Huge columns of cars, trucks and farm vehicles carrying men, women and children escaping the frontlines began arriving overnight and continued throughout the day.

An estimated 5,000 people have already been received at the nearby government-run Khazer camp. The first families began arriving at UNHCR’s newly built Hasansham camp at noon and soon reached an estimated 3,000 people.

"The past 24 hours has seen the biggest displacement so far since the Mosul offensive began."

Previously, the number of Iraqis displaced since the start of the military offensive on October 17 had reached more than 22,000, with the latest arrivals pushing the total to around 30,000. The UN has estimated that more than one million people could ultimately be displaced from their homes.

Most of the new arrivals came from Gogjali and other suburbs on the eastern outskirts of Mosul, which saw heavy clashes three days ago and are now under the control of the Iraqi Security Forces.

The first arrivals at the camp spoke of their relief at having escaped the fighting, and the more than two years of harsh militant rule that preceded it.

Sultan Ghassem, a 47-year-old metalworker from Gogjali, left his home three days ago and spent two nights camped near the frontlines before driving to the camp on Friday.

“We left home to escape the mortars falling all around us. When we left Mosul and came here, it felt like passing from the darkness into the light,” he told UNHCR staff.

“For the last two years we haven’t had even the basics of life, only oppression. There was no money, no work. We sold everything we owned just to eat. The only reason nothing happened to me is because I stayed in my home all the time,” he added.

On arrival at the camp, families were registered at a reception area before being transferred to tents, where they will receive a hot meal, blankets, mattresses and other essential items.

Hasansham camp will ultimately have capacity to shelter 1,800 families, or the equivalent of 11,000 people. With 450 tents already in place and teams erecting more throughout the day, UNHCR’s Senior Field Coordinator Frederic Cussigh said all of the new arrivals would be given a shelter the same day as they arrived.

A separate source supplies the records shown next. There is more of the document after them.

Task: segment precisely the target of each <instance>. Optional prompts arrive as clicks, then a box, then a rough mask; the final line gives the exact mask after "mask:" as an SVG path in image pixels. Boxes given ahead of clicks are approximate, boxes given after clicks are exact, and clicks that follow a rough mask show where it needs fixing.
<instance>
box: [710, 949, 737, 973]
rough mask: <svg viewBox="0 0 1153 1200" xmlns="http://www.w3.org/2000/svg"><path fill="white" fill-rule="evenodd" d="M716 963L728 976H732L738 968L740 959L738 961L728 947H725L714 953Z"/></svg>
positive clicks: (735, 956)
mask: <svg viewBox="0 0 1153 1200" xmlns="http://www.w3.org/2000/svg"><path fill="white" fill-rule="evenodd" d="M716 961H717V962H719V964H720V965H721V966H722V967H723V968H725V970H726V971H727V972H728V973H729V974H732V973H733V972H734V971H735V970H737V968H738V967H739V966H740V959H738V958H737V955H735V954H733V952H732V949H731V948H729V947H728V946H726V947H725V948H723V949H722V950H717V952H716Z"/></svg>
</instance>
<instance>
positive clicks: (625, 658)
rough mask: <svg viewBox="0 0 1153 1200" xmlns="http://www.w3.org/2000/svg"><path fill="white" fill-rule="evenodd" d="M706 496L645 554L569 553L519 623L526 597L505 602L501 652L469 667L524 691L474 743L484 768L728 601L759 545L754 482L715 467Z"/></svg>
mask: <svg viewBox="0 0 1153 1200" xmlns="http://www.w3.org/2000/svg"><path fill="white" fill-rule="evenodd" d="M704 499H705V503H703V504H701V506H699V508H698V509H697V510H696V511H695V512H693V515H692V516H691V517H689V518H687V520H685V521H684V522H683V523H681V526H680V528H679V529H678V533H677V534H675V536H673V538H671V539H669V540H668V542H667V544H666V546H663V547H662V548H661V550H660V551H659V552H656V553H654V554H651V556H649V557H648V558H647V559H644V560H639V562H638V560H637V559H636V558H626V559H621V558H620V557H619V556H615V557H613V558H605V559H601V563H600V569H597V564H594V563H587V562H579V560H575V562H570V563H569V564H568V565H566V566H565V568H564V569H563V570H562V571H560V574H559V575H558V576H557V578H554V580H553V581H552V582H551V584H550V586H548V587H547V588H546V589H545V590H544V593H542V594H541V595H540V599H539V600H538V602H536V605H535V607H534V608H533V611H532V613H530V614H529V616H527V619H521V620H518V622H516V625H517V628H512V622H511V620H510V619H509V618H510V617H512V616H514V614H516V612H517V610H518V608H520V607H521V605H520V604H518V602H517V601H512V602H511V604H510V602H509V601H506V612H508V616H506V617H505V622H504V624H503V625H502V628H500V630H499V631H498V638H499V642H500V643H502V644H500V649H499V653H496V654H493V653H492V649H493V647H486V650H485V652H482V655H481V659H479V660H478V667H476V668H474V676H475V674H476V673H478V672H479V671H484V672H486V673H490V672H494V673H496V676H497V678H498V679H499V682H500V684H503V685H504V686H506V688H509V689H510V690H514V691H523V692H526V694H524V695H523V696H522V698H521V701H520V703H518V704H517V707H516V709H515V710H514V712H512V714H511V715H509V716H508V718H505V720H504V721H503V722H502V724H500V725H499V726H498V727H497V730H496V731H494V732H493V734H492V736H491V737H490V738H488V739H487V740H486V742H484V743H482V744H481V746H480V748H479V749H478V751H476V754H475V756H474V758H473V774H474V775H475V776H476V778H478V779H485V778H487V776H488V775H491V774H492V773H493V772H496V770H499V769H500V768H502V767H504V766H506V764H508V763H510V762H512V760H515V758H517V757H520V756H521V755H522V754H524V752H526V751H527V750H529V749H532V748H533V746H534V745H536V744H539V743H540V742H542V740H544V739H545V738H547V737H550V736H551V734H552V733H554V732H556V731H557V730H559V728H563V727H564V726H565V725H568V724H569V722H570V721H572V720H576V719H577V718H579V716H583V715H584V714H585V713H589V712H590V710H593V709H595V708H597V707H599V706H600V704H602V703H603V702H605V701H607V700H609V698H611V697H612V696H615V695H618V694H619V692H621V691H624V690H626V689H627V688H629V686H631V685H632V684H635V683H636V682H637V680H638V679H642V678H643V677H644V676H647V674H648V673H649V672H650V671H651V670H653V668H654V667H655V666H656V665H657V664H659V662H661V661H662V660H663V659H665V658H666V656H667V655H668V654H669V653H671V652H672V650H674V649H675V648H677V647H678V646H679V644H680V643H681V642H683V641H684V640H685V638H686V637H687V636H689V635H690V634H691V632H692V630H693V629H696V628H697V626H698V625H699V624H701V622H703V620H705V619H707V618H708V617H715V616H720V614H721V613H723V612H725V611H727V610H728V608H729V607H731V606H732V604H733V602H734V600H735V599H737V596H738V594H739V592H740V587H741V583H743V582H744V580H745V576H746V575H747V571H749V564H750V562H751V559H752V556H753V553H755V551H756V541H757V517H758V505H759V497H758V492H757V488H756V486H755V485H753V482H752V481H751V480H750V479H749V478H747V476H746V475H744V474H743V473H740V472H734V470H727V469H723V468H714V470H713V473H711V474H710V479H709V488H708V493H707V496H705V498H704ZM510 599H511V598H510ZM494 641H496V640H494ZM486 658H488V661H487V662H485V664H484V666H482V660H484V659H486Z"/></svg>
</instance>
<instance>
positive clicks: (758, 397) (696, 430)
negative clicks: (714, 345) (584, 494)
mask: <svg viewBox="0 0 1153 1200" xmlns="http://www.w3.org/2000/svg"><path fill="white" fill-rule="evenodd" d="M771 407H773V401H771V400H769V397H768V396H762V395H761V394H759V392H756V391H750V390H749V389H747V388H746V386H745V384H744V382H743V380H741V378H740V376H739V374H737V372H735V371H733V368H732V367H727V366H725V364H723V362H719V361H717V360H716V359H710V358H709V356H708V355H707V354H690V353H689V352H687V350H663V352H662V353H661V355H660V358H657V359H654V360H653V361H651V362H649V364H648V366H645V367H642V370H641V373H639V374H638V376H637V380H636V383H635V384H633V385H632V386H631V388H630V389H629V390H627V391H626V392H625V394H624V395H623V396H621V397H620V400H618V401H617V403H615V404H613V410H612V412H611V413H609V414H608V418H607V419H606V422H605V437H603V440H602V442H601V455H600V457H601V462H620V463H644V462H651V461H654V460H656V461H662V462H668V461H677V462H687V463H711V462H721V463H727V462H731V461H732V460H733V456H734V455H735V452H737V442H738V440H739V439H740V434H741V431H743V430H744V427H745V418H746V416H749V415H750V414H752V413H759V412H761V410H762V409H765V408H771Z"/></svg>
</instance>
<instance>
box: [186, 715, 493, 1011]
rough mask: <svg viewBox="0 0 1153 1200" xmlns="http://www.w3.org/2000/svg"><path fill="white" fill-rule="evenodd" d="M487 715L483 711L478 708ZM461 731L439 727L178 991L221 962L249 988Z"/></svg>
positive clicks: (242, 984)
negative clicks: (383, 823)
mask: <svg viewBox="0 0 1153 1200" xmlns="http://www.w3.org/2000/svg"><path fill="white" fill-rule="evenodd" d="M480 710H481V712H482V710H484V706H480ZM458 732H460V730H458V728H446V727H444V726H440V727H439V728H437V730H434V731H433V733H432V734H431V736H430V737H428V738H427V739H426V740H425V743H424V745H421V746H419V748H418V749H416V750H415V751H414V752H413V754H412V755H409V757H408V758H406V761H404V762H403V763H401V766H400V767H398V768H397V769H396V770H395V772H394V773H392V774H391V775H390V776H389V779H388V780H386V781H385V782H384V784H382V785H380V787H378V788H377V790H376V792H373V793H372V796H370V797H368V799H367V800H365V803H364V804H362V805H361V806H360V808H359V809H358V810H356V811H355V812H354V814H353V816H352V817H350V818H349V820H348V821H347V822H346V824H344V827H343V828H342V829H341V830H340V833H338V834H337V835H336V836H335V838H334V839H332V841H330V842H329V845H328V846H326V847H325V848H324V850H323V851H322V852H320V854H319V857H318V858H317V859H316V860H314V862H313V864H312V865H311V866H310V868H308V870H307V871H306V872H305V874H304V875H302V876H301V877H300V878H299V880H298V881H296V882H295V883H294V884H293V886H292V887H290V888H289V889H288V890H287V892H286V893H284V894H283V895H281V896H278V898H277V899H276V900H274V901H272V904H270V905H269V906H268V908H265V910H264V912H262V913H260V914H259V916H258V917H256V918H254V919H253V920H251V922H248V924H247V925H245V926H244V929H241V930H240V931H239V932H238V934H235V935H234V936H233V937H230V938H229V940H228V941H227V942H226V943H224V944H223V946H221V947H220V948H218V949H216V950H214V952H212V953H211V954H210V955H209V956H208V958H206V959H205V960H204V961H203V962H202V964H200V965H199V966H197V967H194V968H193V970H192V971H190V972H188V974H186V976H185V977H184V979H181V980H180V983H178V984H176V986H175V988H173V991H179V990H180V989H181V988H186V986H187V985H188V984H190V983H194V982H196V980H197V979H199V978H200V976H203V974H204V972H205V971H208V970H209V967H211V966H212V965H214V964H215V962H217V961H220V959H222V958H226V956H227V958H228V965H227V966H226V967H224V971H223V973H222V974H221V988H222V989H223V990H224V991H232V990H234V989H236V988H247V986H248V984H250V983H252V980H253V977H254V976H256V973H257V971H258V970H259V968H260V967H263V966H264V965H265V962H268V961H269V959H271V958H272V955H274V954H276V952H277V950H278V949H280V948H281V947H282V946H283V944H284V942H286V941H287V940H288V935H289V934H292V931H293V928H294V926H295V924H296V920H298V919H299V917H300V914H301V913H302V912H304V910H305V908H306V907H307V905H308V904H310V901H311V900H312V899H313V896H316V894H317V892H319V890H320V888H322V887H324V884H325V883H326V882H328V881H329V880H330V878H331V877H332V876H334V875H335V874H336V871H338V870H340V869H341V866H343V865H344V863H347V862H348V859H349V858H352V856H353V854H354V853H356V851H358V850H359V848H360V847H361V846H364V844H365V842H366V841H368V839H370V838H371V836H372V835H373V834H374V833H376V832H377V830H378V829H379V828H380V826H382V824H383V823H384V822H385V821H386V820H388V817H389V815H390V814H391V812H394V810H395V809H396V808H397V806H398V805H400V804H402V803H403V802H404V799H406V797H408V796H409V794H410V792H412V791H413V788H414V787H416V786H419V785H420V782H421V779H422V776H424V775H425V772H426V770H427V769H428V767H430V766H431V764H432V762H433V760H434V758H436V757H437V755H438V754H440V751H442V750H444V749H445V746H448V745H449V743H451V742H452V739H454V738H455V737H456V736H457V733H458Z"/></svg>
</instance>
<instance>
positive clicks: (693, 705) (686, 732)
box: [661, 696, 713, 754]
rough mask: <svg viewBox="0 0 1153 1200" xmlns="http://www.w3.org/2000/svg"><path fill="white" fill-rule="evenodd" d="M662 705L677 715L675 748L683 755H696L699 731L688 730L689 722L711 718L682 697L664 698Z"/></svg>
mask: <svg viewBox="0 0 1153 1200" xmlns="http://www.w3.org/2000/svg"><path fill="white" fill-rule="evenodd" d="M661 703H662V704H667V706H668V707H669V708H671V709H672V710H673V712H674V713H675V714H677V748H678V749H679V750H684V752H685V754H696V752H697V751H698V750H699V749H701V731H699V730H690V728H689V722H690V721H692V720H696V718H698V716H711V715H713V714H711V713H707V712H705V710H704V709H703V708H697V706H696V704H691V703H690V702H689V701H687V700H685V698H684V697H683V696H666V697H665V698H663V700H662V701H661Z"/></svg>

“As part of the Mosul contingency plan and in agreement with the authorities, we have opened this new camp to cope with the new influx. The past 24 hours has seen the biggest displacement so far since the Mosul offensive began, and we have information that the influx is massive and ongoing,” he said.

"When we left Mosul and came here, it felt like passing from the darkness into the light.”

Hasansham is one of 11 camps that UNHCR has planned in order to respond to an anticipated large-scale displacement from Mosul, which when completed could house up to 120,000 people. Five camps are now ready to receive people displaced from Mosul.

Right now, UNHCR has 27,000 tents ready in Iraq that can shelter 162,000 people. This figure will rise to 40,000 tents (able to shelter 240,000 people) by the end of November, and 50,000 tents (for 300,000 people) by mid-December. UNHCR also plans to supply 50,000 Emergency Shelter Kits to provide additional shelter.

UNHCR’s Mosul emergency response remains less than half funded with US$95 million out of total of the $196.2 million requested. Of this, US$60 million is specifically required to provide urgent winter assistance to families who may be displaced from Mosul in the coming days.